The Mudcat Café TM
Thread #85841   Message #1593309
Posted By: Q (Frank Staplin)
29-Oct-05 - 04:18 PM
Thread Name: Origins: Few Days - I Can't Stay in These Diggins
Subject: RE:FEW DAYS (I'm Going Home) Holland
Here is another 1854 version that probably led to the hymn in "The Social Harp," by McCurry. It is a parody in the form of a spiritual, made famous by the Christy's Minstrels. All of the variants seem to originate with the 1854 efforts to outdo each other by the various minstrel troupes crossing the land from coast to coast.

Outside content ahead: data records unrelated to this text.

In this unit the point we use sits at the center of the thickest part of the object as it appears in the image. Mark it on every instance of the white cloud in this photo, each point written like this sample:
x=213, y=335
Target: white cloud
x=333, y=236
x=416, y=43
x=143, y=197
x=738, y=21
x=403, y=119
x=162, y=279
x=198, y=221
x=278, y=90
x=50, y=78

FEW DAYS or I'm Going Home
Adapted by Albert Holland, 1854

Solo:
I pitch'd my tent on this camp ground.
Chorus:
Few days. Few Days.
Solo:
To give the Devil another round.
Chorus:
I'm going home.
Solo:
The Devil's a liar and conjuror too.
Chorus:
Few days.
I'm going home.
Few days. Few days.
Solo:
He conjured me and he'll conjure you
Chorus:
I'm going home
Solo:
We have a few days,
I'm going home right up yonder.
Chorus:
Few days. Few days.
Solo:
We have a right up yonder.
Chorus:
Few days. Few days.
Solo:
We have a right up yonder.
Chorus:
I'm going home.

Chorus:
Oh can't stay in the wilderness.
Few days. Few days.
Can't stay in the wilderness
For I'm going home.

There was a fish and his name was whale.
Few days, few days.
He swallow'd Jonah head and tail.
I'm going home.
He tosted(?) Jonah round and round.
Few days, few days.
And then he flung him on the ground.
I'm going home.

We have a right, etc.

Old Zack he climb'd a sycmore tree.
Few days, few days.
He did it for his Lord to see.
I.m going home.
The tree it broke and Zack did fall.
Few days, few days.
He didn't see his lord at all.
I'm going home.

We have a right, etc.

Few Days or I'm Going Home

I think I have located a miners' version and will try to post it today.
There are several which have to do with the politics of ca. 1854, but they are difficult to understand if one doesn't know the political history of the time (and I don't).

That the miners in California knew the song is shown by the use of the tune for "Then Hurrah For Home!", written and published in "Put's Golden Songster" by John A. Stone, 1857 and 1858, San Francisco.